The Tiger Grandcub headed by Chris Hansen rose more than 11 percent in January. And it has done a good job of maneuvering through the subsequent stock sell-off and of preserving client capital since then — especially in March, when the fund was down an estimated 1 percent, much less than the stock indices, the investor says.
This is because Valiant, which manages a little more than $1.2 billion, has benefited from its short book this year. Over the first two months, when Valiant was up a little less than 5 percent, longs cost the fund more than six percentage points of performance, according to the hedge fund’s February exposure report, obtained by Institutional Investor. However, the shorts more than offset this loss, kicking in 10.8 percent to performance. Macro added a further 79 basis points.

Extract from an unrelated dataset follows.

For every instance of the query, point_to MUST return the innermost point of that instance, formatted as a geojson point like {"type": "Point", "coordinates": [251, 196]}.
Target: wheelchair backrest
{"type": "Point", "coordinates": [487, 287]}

In February, when the stock market began sharply selling off, longs cost Valiant more than 9 percent of performance. Shorts, though, added about four percentage points, mitigating the damage, the report said.
“While most of the long-short industry abandoned or significantly altered their short-selling strategies, and capital flowed increasingly toward multimanager platforms that have low volatility and short-term horizons, we doubled down at just getting better at what we do,” Hansen told clients in his fourth-quarter 2024 client letter. “We have not strayed from our focus on preservation of capital. The best testament to our conservative positioning continues to be our ability to protect capital when equity markets decline.”
In the letter, Hansen reminded investors that Valiant runs its book close to market-neutral. At the same time, he is mindful that even though the firm is confident that its portfolio positioning, macro hedges, and shorts will protect capital during severe market drawdowns or dislocations, it is “under no illusion” that the portfolio is insulated from volatility.
As of the end of February, Valiant was 140 percent long and 110 percent short, for a net long exposure of 30 percent, according to the monthly report.
By far its largest sector exposures were to information technology (23.65 percent net) and industrials (20 percent). Its biggest geographic exposures were to India, a long-time Valiant favorite; Japan; and Western Europe. It had only a 3.8 percent net long exposure to the U.S.
Valiant’s five largest long positions were in Taiwan-based contract chip maker Taiwan Semiconductor Manufacturing; drug giant Eli Lilly; German energy company Siemens Energy; Core Scientific, which provides digital infrastructure for bitcoin mining; and German sportswear company Adidas.